他爸确实是收废品的,这事全班都知道。但他最讨厌别人提。
“郭小宇!”他一把揪住我的衣领,“你再说一遍!”
“我说错了吗?”我看着他,“你爸收废品,我没看不起你。我爸是军人,你凭什么看不起我?”
“你!”
“张浩!”周婷去拉他,“松手!”
张浩没松手,反而更用力了:“郭小宇,我告诉你,这事儿没完!”
“你想怎么样?”
“不怎么样。”张浩松开手,退后一步,“咱们走着瞧。”
他说完,捡起扫帚走了。
“没事吧?”周婷看着我。
“没事。”我整理了一下衣领。
“张浩他爸……”周婷小声说,“好像最近生意不好,他心情不好,你别跟他一般见识。”
“我知道。”我说。
我们继续扫地。谁都没再说话。
扫到一半,王雅琳和她几个跟班过来了。
王雅琳是王春梅的女儿,在我们隔壁班。长得挺漂亮,但眼睛长在头顶上,平时谁都不放在眼里。
“哟,扫地呢?”她站在不远处,抱着胳膊。
我没理她,继续扫。
“郭小宇,”她走过来,“听说你作文要参评校级优秀?”
我没吭声。
“写得什么呀,能让我看看吗?”她问。
“撕了。”我说。
“撕了?”王雅琳故作惊讶,“谁撕的?”
“你妈。”
旁边几个跟班憋着笑。
王雅琳脸色变了变,但很快又笑起来:“我妈也是为你好。你说你,写作文就写作文,编什么故事啊。还好我妈明察秋毫,及时制止了不良风气。”
“就是,”一个跟班附和,“要不是王主任,咱们学校还得出个骗子作家呢。”
“你们别太过分!”周婷忍不住了。
“我怎么过分了?”王雅琳看向周婷,“我说的是事实啊。他是不是撒谎了?是不是骗人了?”
“他没有!”
“他有。”王雅琳看着我,“郭小宇,你敢说你爸真是大校?真是军人?”
“是。”
“证据呢?”
“陈叔叔就是证据。
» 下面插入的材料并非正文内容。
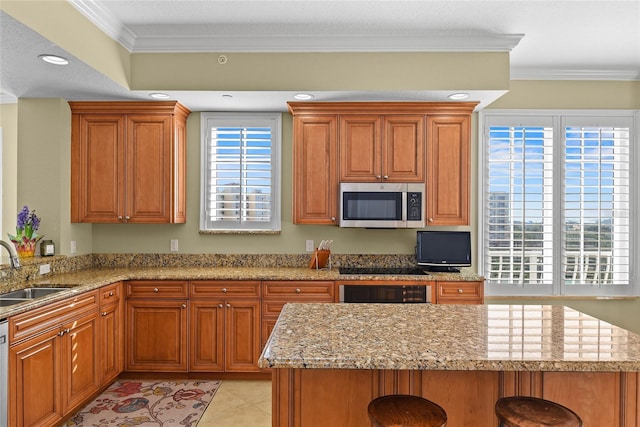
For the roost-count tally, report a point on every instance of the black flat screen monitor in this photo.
(443, 250)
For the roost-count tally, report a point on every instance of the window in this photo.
(240, 172)
(557, 204)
”
“陈叔叔?”王雅琳笑了,“谁知道那个陈叔叔是不是真的。说不定是你爸找的托儿呢。”
这话跟张浩说的一模一样。
“我爸没那个必要。”我说。
“怎么没必要?”王雅琳说,“你爸要真是军人,干嘛不早说?干嘛让你穿得破破烂烂的?干嘛让你奶奶天天在学校门口等你?大校的家属,就这待遇?”
我看着她,突然觉得很累。
跟这种人,没什么好说的。
“让开。”我说,“我要扫地。”
“扫啊,又没人拦你。”王雅琳退开一步,但嘴里还不饶人,“不过我得提醒你,校级优秀作文是要公示的。到时候全校师生都能看到,万一有人举报你内容不实,那就好看了。”
“我的内容都是真的。”
“真的假的,不是你说了算。”王雅琳笑了,“是我妈说了算。她可是评审之一。”
说完,她带着跟班走了。
周婷气得跺脚:“什么人啊这是!”
“别理她。”我说。
“可是……”周婷看着我,“她会不会真让她妈把你刷下来?”
“刷就刷吧。”我说,“一个奖而已,不重要。”
“重要!”周婷说,“那是你的荣誉,凭什么让她抢走?”
我没说话,继续扫地。
是啊,凭什么。
可是这个世界,很多时候不看凭什么,只看谁有权,谁有势。
王春梅是教导主任,她说不行,就不行。
大扫除结束,回教室的路上,周婷一直闷闷不乐。
“郭小宇,”她突然说,“你得争取。”
“争取什么?”
“争取你的权利啊。”周婷说,“作文是你写的,奖就该是你的。不能因为王雅琳说了几句,就让她妈给你刷下来。”
“那我能怎么办?”
“去找校长。”周婷说,“赵校长是明事理的人。那天陈叔叔来,他也看见了。他会帮你的。”
我想了想,点点头。
放学后,我没直接回家,而是去了校长室。
门开着,赵校长正在看文件。
“赵校长。”我敲门。
“郭小宇?”赵校长抬头,“有事吗?”
“我想跟您说点事。”
“进来吧。”
我走进去,赵校长指了指对面的椅子:“坐。”
我坐下,有点紧张。
“别紧张,”赵校长笑了,“有事慢慢说。”
“是关于作文评奖的事。”我说。
“哦,那个啊。”赵校长放下文件,“我听王主任说了,你那篇作文要参评校级优秀。好事啊,恭喜你。”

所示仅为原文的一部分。